Understanding and finding solutions to the state of the NSR lands in British Columbia Harper-Heir, Benjamin Peter

Abstract

With the mountain pine beetle infestation beginning to wind down, attempting to quantify the amount of Non-Sufficiently-Restocked (NSR) land is one that has caused arguments with different estimates ranging from as high as 9.1 million hectares to as low as 240 thousand hectares. An analysis of this problem has concluded that there is not enough evidence, due to a lack of government surveys, to come up with a definitive number. This lack of evidence has lead to an unclear, and poorly carried out reforestation program, resulting in the lowest rates of planted seedlings in 20 years. This decline will severely hamper the long term growing volume in the provinces forest and is one which needs to be dealt with quickly. A province-wide inventory of all mountain pine beetle and other NSR must be carried out with funding from all levels of government and perhaps with the help of carbon credit revenue.
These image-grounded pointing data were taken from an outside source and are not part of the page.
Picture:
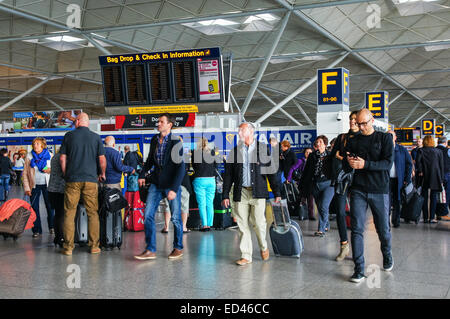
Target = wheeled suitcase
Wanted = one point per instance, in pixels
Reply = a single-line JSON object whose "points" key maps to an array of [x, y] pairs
{"points": [[441, 209], [285, 234], [110, 229], [134, 213], [15, 224], [222, 215], [81, 226], [411, 211]]}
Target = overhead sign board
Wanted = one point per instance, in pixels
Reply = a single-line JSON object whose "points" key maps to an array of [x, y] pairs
{"points": [[439, 130], [333, 90], [378, 104], [428, 127]]}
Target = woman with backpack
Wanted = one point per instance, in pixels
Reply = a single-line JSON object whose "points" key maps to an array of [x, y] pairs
{"points": [[339, 166], [316, 181]]}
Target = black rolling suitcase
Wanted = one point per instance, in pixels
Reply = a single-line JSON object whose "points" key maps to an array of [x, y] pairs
{"points": [[110, 229], [285, 234], [15, 225], [222, 215], [81, 226], [411, 210]]}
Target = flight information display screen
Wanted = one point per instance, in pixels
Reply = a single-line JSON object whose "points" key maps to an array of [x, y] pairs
{"points": [[160, 82], [170, 77], [184, 81], [112, 84], [136, 85]]}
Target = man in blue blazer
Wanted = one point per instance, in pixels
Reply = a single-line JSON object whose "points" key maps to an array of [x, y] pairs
{"points": [[166, 159], [400, 175]]}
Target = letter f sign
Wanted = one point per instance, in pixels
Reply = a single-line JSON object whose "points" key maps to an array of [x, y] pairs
{"points": [[326, 82]]}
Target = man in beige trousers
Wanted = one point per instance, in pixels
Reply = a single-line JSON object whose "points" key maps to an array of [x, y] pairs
{"points": [[248, 167]]}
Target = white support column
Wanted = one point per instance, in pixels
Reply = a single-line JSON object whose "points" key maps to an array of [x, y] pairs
{"points": [[263, 67], [298, 91], [303, 112], [21, 96]]}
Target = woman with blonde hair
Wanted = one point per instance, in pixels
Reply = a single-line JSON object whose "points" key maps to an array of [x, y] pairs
{"points": [[430, 175], [204, 182], [36, 175]]}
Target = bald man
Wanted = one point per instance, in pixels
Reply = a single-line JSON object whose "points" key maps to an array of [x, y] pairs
{"points": [[399, 175], [83, 163], [114, 165], [371, 155]]}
Once this analysis has been completed a pointed silviculture strategy must drawn up, using criteria such as feasible access, site-index, cost, understory success, fertilization potential and hydrology concerns to create a realistic, provincial, management plan. Once this plan is created, further sources of revenue can be pursued with the ability to demonstrate that the problem is understood and that the money will be put to a targeted use with a reachable outcome. With the forest sector beginning to turn around and create revenue for the province once again, it is reasonable to expect that province would attempt to put some of this money back into managing this valuable resource.